According to CEC research, Canada’s methane emissions fell by 16 per cent between 2000 and 2018, even as oil production increased by 91 per cent. Meanwhile, worldwide methane emissions increased by 27 per cent while oil production increased by 38 per cent.
“Canada, and especially Alberta, is the global leader in technologies to reduce methane emissions,” says Soheil Asgarpour, CEO of Petroleum Technology Alliance Canada (PTAC), a non-profit that helps technology developers cross the bridge from R&D to commercial success.
A reduction of 34 per cent in 2020 compared to 2014 has already been achieved in Alberta.
“We’re seeing a shift in mindset of the industry to where oil and gas producers are seeing it as a strategic choice with economic upside to improve their emissions performance,” says Connor O’Shea, president of Calgary-based cleantech company Westgen Technologies.
Westgen’s technology reduces methane emissions from oil and gas well sites. In the last three years its revenues have increased by 1,400 per cent, and they’re expected to more than triple again in 2022.

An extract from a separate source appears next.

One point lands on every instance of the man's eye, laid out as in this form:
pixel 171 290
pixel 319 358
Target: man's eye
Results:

O’Shea says the company’s explosive growth is because customers are increasingly seeing the value of lowering their environmental footprint.
“I don’t think it’s going to stop,” he says. “I think management teams are going to continue to want and go get those year-over-year improvements in emissions performance. And there’s lots of opportunity.”

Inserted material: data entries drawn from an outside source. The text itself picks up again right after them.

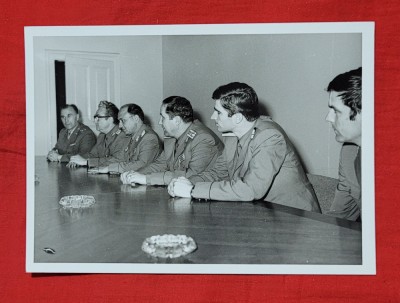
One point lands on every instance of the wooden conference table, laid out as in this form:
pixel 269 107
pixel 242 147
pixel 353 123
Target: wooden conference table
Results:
pixel 114 228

PTAC has been working for more than a decade on the challenge and opportunity of methane emissions reduction.
Late last year the research organization achieved a major milestone. As of October 2021, the technologies field tested through PTAC have capacity to reduce methane emissions by more than 45 per cent — if adopted by oil and gas producers.

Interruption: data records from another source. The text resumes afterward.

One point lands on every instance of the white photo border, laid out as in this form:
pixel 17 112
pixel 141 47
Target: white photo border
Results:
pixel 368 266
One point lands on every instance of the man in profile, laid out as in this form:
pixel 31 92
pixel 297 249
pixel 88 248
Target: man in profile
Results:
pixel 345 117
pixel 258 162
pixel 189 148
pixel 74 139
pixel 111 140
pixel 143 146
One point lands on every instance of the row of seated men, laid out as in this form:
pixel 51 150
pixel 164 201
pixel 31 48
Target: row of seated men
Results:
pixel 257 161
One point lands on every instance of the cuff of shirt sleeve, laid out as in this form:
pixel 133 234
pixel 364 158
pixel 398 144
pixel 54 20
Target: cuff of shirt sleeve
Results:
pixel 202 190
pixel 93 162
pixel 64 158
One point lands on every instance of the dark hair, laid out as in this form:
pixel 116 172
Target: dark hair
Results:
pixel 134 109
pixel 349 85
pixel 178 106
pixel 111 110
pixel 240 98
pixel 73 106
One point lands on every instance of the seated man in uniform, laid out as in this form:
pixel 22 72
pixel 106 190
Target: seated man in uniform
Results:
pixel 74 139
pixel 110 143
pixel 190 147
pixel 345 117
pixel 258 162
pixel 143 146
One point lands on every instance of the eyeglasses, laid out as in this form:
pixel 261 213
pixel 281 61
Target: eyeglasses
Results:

The opportunity for these technology providers isn’t just within Canada. During last year’s COP26 climate summit in Glasgow, Scotland, over 100 countries including Canada signed the Global Methane Pledge, with the goal to reduce world methane emissions by at least 30 per cent from 2020 levels by 2030.
“If we can maintain our global leadership on technologies that reduce methane emissions, there’s going to be huge market created globally,” Asgarpour says.
PTAC chief operating officer Allan Fogwill says the success in Canada – both of reducing emissions and developing technologies that address the challenge – could help the world meet its methane targets.
“There’s nothing to suggest we couldn’t have similar impacts in the United States, the Middle East, or former Soviet countries that also are involved in natural gas production. It could be quite significant,” Fogwill says.
“I don’t know of any other jurisdiction that is as far forward in terms of its methane management as Canada.”